The two most used reported media ratings are nominal and absolute micron rating.
The absolute rating, of cut-off point, of a filter refers to the diameter of the largest spherical glass particle, normally expressed in micrometers (mm), which will pass through the filter under laboratory conditions.
The absolute rating shouldn't be confused with the largest particle passed by a filter under operating conditions: the absolute rating simply determines the size of the largest glass bead which will pass through the filter under very low pressure differentials and nonpulsating conditions.

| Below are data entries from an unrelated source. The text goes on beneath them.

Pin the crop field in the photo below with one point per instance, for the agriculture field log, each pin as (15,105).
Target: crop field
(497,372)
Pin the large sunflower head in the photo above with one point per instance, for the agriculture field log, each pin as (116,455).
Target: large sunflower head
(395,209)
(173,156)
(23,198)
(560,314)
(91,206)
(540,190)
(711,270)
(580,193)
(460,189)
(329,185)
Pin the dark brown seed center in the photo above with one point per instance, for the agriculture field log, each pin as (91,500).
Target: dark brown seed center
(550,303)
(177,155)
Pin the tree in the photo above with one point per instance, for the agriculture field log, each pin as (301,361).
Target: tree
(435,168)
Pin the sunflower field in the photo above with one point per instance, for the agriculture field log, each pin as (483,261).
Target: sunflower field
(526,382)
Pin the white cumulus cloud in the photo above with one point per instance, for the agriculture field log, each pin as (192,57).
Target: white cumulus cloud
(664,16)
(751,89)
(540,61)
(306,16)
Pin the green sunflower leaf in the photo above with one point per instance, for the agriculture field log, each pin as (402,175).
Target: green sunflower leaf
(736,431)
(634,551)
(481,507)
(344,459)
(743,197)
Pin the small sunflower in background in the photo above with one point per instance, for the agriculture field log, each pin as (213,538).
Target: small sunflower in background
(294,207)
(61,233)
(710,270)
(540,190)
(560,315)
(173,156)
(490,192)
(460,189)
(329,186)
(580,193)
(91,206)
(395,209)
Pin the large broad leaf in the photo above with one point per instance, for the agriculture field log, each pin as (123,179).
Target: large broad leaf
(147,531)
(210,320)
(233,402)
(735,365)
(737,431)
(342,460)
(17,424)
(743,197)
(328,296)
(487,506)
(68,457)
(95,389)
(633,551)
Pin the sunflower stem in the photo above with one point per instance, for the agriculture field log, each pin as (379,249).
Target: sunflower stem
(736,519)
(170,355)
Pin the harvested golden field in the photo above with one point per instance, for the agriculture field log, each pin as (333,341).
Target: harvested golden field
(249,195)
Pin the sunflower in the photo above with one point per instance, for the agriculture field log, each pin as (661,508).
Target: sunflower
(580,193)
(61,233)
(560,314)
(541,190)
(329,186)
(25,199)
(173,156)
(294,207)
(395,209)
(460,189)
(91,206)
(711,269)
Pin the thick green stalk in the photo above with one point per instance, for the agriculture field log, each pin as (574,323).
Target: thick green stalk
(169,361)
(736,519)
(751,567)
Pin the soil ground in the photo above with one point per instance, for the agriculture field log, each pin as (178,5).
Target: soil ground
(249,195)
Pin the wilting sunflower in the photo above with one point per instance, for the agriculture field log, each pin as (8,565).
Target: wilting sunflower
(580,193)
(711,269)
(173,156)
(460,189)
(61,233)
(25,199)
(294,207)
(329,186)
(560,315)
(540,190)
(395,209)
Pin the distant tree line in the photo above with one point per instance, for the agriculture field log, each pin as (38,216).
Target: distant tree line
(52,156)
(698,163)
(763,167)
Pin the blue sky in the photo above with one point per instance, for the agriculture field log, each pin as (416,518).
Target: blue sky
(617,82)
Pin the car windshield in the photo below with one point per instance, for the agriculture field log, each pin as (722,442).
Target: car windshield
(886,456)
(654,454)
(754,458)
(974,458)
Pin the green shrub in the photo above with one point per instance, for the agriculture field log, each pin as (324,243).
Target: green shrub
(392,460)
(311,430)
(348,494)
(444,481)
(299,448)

|This does not usually apply in practice: pore size is modified by the form of the filter element and it is not necessarily consistent with the actual open areas. Furthermore the actual form of the contaminants are not spherical and the two linear dimension of the particle can be very much smaller than its nominal one, permitting it to pass through a very much smaller hole (i.e. cylindrical particles with a thickness less than the slot opening of the filter).|
|The passage of oversize particles in this manner depends very largely on the size and shape of the opening and on the depth over which filtering is provided. |
Most of filters generate a filter bed: contaminants collecting on the surface impart a blocking action decreasing the permeability of the element bad improving filter efficiency. When the blocking is so severe that the pressure drop is excessive, the flow rate through the system decrease seriously. This explains why the performance of a filter can often exceed its given rating based on the performance of a clean element and why test figures can differ widely with different test conditions on identical elements.
It may be argued that the term absolute rating is not a realistic description. Strictly speaking the term absolute indicates that no particle larger than that rating can pass through the filter, limiting the type of media to those of consistent pore size where they show 100% retention of particles.
The nominal rating refers to a filter capable of cutting off a nominated minimum percentage by weight of solid particles of a specific contaminant (usually again glass beads) greater than a stated micron size, normally expressed in micrometers (mm). I.e. 90% of 10 micron.
Mean filter rating
The mean filter rating refers to the measurement of the average pore size of a filter element. It establishes the particle size above which the filter starts to be effective. It is determined by the bubble point test and it is more meaningful than a nominal rating and, in casa of filter elements with varying pore size, more realistic than an absolute rating.